I will start this month's column with a forecast: The roller-coaster ride is not over.
I have taken a hard look at the recent data, analyzed the predominant trends and can state with an elevated level of confidence that the market and economic gyrations resulting from the policies initiated by the Donald Trump administration will extend at least into the next few months. And there is a rising possibility the commotion will persist much longer than that.
That does not feel like a particularly difficult forecast to make at this time, but it is the best I can do. What happens over the next few quarters will likely be highly disruptive, but it will not be random or chaotic. Events will follow a deterministic path, meaning the trends in the economic and market data will unfold in a manner determined by preceding events.

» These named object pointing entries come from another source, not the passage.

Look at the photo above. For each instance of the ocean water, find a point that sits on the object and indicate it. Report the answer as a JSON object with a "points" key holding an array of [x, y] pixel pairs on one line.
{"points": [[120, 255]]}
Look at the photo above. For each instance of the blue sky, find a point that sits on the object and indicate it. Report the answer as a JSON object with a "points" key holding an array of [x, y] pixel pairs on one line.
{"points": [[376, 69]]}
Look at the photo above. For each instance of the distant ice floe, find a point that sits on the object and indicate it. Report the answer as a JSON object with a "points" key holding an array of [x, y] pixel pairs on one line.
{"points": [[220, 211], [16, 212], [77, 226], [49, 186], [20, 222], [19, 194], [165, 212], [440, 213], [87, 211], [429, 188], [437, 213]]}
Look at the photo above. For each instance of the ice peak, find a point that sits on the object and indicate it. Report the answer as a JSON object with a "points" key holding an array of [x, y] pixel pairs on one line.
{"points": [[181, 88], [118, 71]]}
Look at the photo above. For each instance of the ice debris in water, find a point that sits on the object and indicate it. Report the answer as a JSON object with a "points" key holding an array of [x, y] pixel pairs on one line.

But that does not mean these trends are predictable. There are too many variables. Some are ones we can anticipate but not measure — the known unknowns. And there are likely to be others we have not even thought about — the unknown unknowns.
That's why, for the past three months, I have been even more vigilantly focused on the economic data than usual — not because I think I will be able to better assess near-term trends by looking in the rearview mirror. That is my usual modus operandi, but that approach simply will not work in the present volatile conditions. I have to adapt.

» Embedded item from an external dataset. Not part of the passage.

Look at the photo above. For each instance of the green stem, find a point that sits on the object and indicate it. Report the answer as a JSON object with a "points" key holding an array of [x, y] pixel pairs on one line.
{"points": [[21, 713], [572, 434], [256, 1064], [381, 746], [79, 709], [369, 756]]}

Therefore, I am hyperfocused these days because at some point in the not-too-distant future, I expect to learn something — perhaps something profound — about the American economy. From my perspective, this is a giant economic experiment. It may be expensive. It may even be painful.
But my objective is to come out on the other side smarter and wiser than I am now. I did not ask for this experience, but I am getting it, and I want to make sure I do not miss the lesson by deluding myself into thinking I knew all along what was going to happen.
One possible outcome of the recent tariff policy — whatever that policy actually turns out to be — is an increase in the rate of inflation. The potential connection between inflation and tariffs has been widely analyzed and reported. Because of this potential connection, I want to make sure I have a good understanding of what the data on inflation was doing before tariffs started to affect it.
According to the latest report from the Bureau of Labor Statistics, the Consumer Price Index for March decreased by 0.1 percent after seasonal adjustment. The 12-month rate of inflation fell to 2.4 percent in March, down substantially from 2.8 percent in February. These figures are better than expected, and if the goal of the Fed is to get the long-term rate closer to 2 percent, then declines of a tenth of a percent per month will get them there quickly.
A 6.3 percent drop in the price of gasoline was a major factor pushing the overall figure down in March. The price of shelter — one of the categories pushing prices higher recently — advanced just 0.2 percent last month.
Tariffs are widely expected to have a significant impact on the auto industry, but in March, new vehicle costs rose by a modest 0.1 percent. Used car prices dropped 0.7 percent. Food prices saw another strong rise in the cost of eggs, which climbed 0.4 percent and put upward pressure on the overall figure.
My reading of the graph is that the overall trend in the rate of inflation in the first quarter of 2025 was downward — getting gratifyingly close to the target rate near 2 percent. Without the uncertainty caused by the tariff policy, this trend would indicate the Fed could resume lowering interest rates in the coming months.
More economic data from March and the first quarter will continue to arrive in the coming days. Aside from daily financial market reports, we will not receive the usual economic indicators for April for several weeks.
This is not really time to hammer out meaningful trade deals with countries willing to negotiate, nor is it time for the effects of tariffs at any level with any country to fully appear in the prices consumers pay. The situation with China is still a wild card. And I cannot ignore the possibility that all of this might go away overnight.
But regardless of what happens next month — or in the next 90 days — I do not expect a return to business as usual. Many policies from the Trump administration have only recently been enacted, and more are under consideration. On top of this, major policy responses from other large global economies are likely.
And what about Congress? Will it begin generating fiscal policies that affect how Americans allocate their resources?
The president, Congress and China — any one of these could cause significant disruption to the U.S. economy. In other words, I believe the "period of transition" is far from over. It's likely some of this disruption will benefit sectors of the U.S. economy, including segments of the plastics industry.
But some segments will likely suffer. One area I'm watching, which hasn't been covered much recently, is the U.S. housing market. Will tariffs, interest rates or other policy directives be a factor? We'll find out as we head into the spring and summer months.
The long-term net effect of an ultradominant executive branch is still to be determined. I'm determined to keep my eyes — and my mind — open to all effects, both good and bad.